The proposals in Clauses 58-61 and Schedule 6: Stop and search seem to offer limited differentiation from the current powers available in Northern Ireland, and therefore highlight hollowness of the idea that this Bill represents an improved commitment to human rights and civil liberties. The focus of these proposals is restricted to the Terrorism Act, ignoring additional legislation in Northern Ireland and the current process of normalisation.

2(4) Chapter 1, Part 3: Powers of entry

CAJ welcomes both the motivation behind the amendments to the powers of entry and the amendment themselves. The amendment (Clause 39) to repeal unnecessary or inappropriate powers of entry reflect an acknowledgement of the need to balance crime prevention with the respect for private and family life and private property and of the proliferation of potentially intrusive powers. CAJ acknowledges the fact that this legislation offers a more streamlined and

proportionate approach to the entry of private property by the police. The additional safeguards to the utilisation of the power of entry are also positive. One criticism of the use of emergency legislation in Northern Ireland, during the conflict, was the limited safeguards and oversight afforded the use of these powers. As such, the commitment to consult before the modification of powers of entry (Clause 43) is an equally positive step.

2 (7) Part 6: The amendments to the Data Protection Act

CAJ is encouraged by the provisions which allow the expansion of the definition of a publicly owned company, the commitment to the provision of Freedom of Information data in reusable and shareable form and the changes made in relation to copyright provided for in this Bill. However, it is disappointing that public records relating to Northern Ireland continue to be exempt from the reduction, from 30 to 20 years, of the Government’s retention scheme.

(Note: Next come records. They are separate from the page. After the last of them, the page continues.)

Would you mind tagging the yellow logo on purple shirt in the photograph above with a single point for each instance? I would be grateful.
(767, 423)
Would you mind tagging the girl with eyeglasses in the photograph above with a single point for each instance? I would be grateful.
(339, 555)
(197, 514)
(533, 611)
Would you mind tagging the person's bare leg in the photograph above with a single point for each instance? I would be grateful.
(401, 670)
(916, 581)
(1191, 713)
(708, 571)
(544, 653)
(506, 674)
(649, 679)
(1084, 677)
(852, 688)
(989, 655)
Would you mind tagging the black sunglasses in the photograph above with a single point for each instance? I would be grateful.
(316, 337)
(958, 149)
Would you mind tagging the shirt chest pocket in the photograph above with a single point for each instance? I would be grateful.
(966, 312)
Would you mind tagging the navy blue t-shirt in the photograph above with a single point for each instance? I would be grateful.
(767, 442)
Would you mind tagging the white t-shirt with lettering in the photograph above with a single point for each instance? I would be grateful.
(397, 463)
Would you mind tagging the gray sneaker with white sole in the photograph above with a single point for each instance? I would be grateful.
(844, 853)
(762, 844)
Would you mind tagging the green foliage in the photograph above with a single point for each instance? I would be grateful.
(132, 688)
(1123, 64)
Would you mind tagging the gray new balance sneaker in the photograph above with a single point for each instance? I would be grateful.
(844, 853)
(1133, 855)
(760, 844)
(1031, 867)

As the Public Bills Committee may be aware, truth and justice continue to be somewhat elusive concepts in Northern Ireland, especially in relation to state action during the conflict. CAJ highlights the failure of the Government to engage with the recommendations of the Consultative Group on the Past or indeed any other proposed mechanisms for truth and reconciliation in Northern Ireland and the contribution this has made to a continued legacy of pain and hurt in Northern Ireland. Restricting access to records relating to Northern Ireland, in a manner out of step with the rest of the UK, serves only to entrench this position.

3. CONCLUSION

The Protection of Freedoms Bill offers a positive opportunity to reinstate those human rights and civil liberties which have been undermined in the past decade. However, CAJ does not believe that this Bill goes far enough, particularly in relation to Northern Ireland. The impact of the continued application of emergency legislation in Northern Ireland is well-known. Despite the Good Friday/Belfast Agreement, normalisation process and devolution, the UK Government seems determined to treat Northern Ireland differently, the recipient of yet more restrictive legislation. This cannot nor should not be a sustainable policy.

May 2011


[1] Committee on the Administration of Justice. War on Terror: Lessons From Northern

[1] Ireland , 2005.

[2] 2 Please see: http://www.u.tv/News/Derry-man-in-stop-and-search-legal-bid/90eb61a2-dc32-4db3-9adc-da42ef23a583

[3] See Protection of Freedoms Bill Research Paper 11/20, 23 February 2011, pg 33.